Here is problem 16 from section 1.1 in the book "Calculus A Rigorous First Course", by Daniel J. Velleman:
\begin{align} \text{Solve} \; 2|x|-3 \ge |x-1| \; \text{by using theorem 1.1.2.} \end{align} Where theorem 1.1.2 states:
For any numbers $x$ and $y$, the following statements are true:
$|x|<y$ iff $-y<x<y$
$|x|\le y$ iff $-y\le x \le y$
$|x| \ge y$ iff either $x\le -y$ or $x\ge y$
$|x| > y$ iff either $x<-y$ or $x > y$
Edit: Here is what I've tried so far:
By the second statement, we get:
\begin{align} -2|x|+4\le x\le2|x|-2 \end{align}
We can split into two inequalities, and arrive at the following;
\begin{align} -\frac{x-4}{2}\ge|x| \; \; \text{and} \; \; \frac{x+2}{2}\le|x| \end{align}
Applying the second statement to the left inequality and the third statement to the other inequality gives us
\begin{align} \frac{x-4}{2}\le x \le \frac{4-x}{2} \; \; \text{and} \; \; x \le -\frac{x+2}{2} \; \text{or} \; x \ge \frac{x+2}{2} \end{align}
By this, our solution set is defined as: $\{ x : \text{either}\; -4 \le x \le \frac{4}{3} \; \text{or} \; x\ge 2 \} $. But, this is not the result I arrived at when reasoning by cases.

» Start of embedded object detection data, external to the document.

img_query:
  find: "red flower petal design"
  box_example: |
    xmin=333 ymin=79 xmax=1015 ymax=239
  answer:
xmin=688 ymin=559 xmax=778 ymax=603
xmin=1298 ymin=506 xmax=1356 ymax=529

Case #1: Consider whenever $x<0$, then $-2x-3 \ge 1-x$, therefore true if $x\le-4$.
Case #2: Consider whenever $0\le x<1$, then $2x-3\ge x-1$, therefore $x\ge \frac{4}{3}$, but since this exceeds our initial condition, the interval $[0,1)$ is not included in our solution set.
Case #3: Consider whenever $x \ge 0$, then $2x-3 \ge x-1$, therefore true if $x \ge 2$.
By this, our solution set is defined as: $\{ x : \text{either}\; x \le -4 \; \text{or} \; x\ge 2 \} $.